Last month I had the honor of attending  the Teaching Institute in Museum Education (TIME) at the School of the Art Institute of Chicago. I’ll get the TIME in a moment, but first, let’s talk about Chicago. The last time I visited Chicago (over ten years ago), I was an undergrad art student traveling north from the University of Montevallo in Montevallo, Alabama. The bus ride was approximately 14 hours; fortunately, art students are cool (almost always). After that much time and commitment, I was anticipating a pretty grand experience. I hadn’t been to New York City at that point, so Chicago didn’t even have to do that much to impress me. It didn’t. OK, the museums were good. No—they were great. A few days in the Art Institute, another day or two at the Museum of Contemporary Art Chicago, and ample hours of strolling through a city absolutely filled with public art (it’s like walking through a public art textbook from 1967), I came to appreciate the museum scene. But the rest of Chicago. . . it  just felt disparate and sleepy.

Fast forward to 2012, and I’m back in Chicago. This time, it’s for TIME. I was selected along with 19 museum education colleagues from art museums across the U.S. and Canada. I was eager to spend a full 5 days with Rika Burnham (Frick Collection) and Elliott Kai-Kee (J. Paul Getty Museum), both of whom have developed quite a following after several published articles, conference sessions, and now an excellent book entitled Teaching in the Art Museum: Interpretation as Experience. The week’s agenda mirrored the book in many ways, with morning sessions led by Rika in the galleries and afternoon discussion sessions with Elliott on various topics and readings, including addressing our collective history as a field and the current challenges affecting museum education. The gallery sessions proved incredibly inspiring, as each day Rika led a ninety-minute session in front of one artwork. Just to spend that much time with one artwork is luxurious, but to also engage in active, group learning among such a varied and intellectual group . . . well, it hardly seemed like work. It was in the afternoons that we really deconstructed the experience and delved into the complex notion of INTERPRETATION. That’s where a lot of questions and contemplation came into the picture. Along the way, we also experimented with a refreshing approach to “gallery activities” that did not involve talking or any language at all.
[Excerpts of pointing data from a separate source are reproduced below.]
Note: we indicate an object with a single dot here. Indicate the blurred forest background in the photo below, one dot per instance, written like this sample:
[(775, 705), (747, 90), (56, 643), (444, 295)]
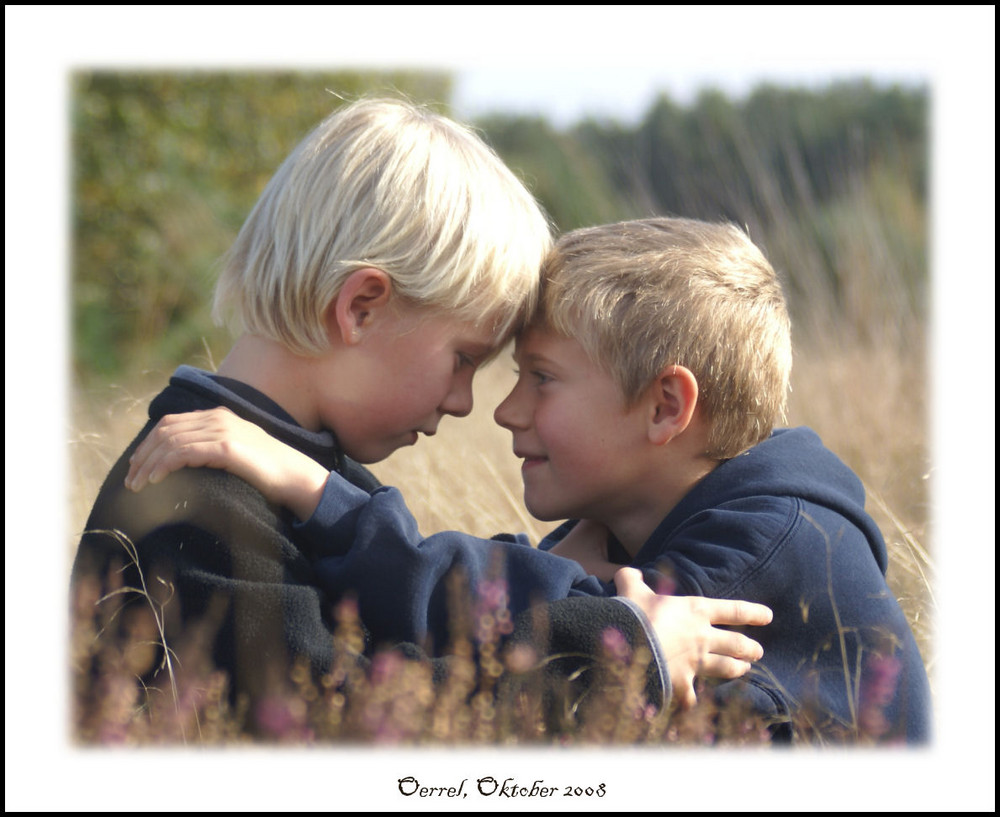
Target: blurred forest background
[(831, 183)]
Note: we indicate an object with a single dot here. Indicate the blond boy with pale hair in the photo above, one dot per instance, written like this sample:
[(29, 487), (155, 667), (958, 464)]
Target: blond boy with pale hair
[(390, 255)]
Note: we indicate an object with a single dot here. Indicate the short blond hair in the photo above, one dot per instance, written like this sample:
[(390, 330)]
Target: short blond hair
[(390, 185), (643, 295)]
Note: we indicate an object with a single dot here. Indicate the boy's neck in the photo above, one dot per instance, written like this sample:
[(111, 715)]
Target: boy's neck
[(276, 372)]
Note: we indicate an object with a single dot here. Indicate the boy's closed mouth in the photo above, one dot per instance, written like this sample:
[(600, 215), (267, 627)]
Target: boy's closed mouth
[(530, 460)]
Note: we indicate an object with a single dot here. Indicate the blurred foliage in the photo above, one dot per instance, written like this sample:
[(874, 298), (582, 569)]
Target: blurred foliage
[(832, 184), (165, 168)]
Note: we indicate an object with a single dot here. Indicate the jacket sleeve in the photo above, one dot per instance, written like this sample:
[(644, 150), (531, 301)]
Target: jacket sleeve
[(207, 554)]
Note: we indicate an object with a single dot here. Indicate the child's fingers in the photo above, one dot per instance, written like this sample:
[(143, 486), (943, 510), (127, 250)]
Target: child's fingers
[(177, 441), (723, 666), (736, 613)]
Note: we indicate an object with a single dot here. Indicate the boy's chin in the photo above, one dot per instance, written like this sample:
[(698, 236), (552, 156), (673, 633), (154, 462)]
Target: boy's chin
[(373, 452), (543, 512)]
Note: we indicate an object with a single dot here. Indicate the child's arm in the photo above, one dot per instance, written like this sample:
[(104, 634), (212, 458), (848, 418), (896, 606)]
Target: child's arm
[(686, 627), (217, 438)]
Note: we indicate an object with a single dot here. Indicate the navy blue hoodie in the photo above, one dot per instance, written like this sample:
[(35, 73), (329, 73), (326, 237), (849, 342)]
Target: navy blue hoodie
[(784, 525)]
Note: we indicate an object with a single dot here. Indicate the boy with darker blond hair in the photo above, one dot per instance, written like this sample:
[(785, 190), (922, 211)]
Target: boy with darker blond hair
[(650, 381), (390, 255)]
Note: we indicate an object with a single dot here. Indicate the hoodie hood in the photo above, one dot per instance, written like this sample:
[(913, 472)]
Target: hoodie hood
[(792, 464)]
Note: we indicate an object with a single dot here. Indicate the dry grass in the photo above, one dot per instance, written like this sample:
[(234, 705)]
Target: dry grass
[(861, 400)]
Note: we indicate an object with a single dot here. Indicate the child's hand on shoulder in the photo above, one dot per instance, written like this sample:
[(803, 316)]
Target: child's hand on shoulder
[(217, 438), (687, 630)]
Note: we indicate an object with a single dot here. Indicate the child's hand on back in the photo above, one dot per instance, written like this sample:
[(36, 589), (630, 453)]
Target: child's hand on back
[(686, 628), (217, 438)]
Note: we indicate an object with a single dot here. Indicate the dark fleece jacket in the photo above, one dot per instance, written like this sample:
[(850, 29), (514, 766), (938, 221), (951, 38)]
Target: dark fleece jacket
[(228, 560)]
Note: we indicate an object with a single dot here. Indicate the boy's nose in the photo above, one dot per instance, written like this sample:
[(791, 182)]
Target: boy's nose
[(507, 414), (458, 402)]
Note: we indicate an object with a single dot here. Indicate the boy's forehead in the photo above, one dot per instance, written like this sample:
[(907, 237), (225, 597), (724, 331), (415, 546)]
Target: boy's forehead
[(539, 341)]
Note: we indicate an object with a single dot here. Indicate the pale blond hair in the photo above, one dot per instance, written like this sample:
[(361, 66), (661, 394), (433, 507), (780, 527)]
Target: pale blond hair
[(389, 185), (643, 295)]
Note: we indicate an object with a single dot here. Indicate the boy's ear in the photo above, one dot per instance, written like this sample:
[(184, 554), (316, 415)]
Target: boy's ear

TIME Class of 2012, Chicago

I appreciate all sorts of risk-taking when it comes to philosophy and teaching practice, and I felt lucky to be with a group that took risks together, including our esteemed leaders, Rika and Elliott. By the end of the week, I came away with a few good answers and many new questions. And frankly—that’s just the way I like it. As a final assignment in synthesizing our own experience at TIME, we were asked to flesh out a personal gallery teaching statement. I came up with a list of guiding concepts:

  • Encounter the art and follow its own power;
  •  Level the playing field (remove the hierarchy): bring together individual motivations, desires, interests, and resources;
  • Process the experience: converse, discuss, dialogue;
  • Synthesize the meaning

And finally, an equation: ART + VISITOR versus ART + VISITOR + EDUCATOR. Let’s make this mean something and mean something good. Where do visitors and educators “meet” when they stand before a work of art? How can we use the natural interactions between artworks and visitors to access a deeper connection between the two (ART + VISITOR) with our addition of a third (EDUCATOR)?

Outside the Art Institute of Chicago

Oh, and Chicago? It proved incredibly inspiring as well. Along with the additions made to the downtown area in the last ten years (Millennium Park and the like), I also ventured outside downtown (Perhaps the “L” has been extended in the last ten years too?) and found several cool neighborhoods worth visiting. It was almost like neighborhoods in New York City, with the diversity of a Williamsburg vs. an East Village vs. a Park Slope, etc.

You know—that’s not even fair. Chicago has its own thing going, and it’s definitely worth visiting, whether or not you’ve ever been to New York.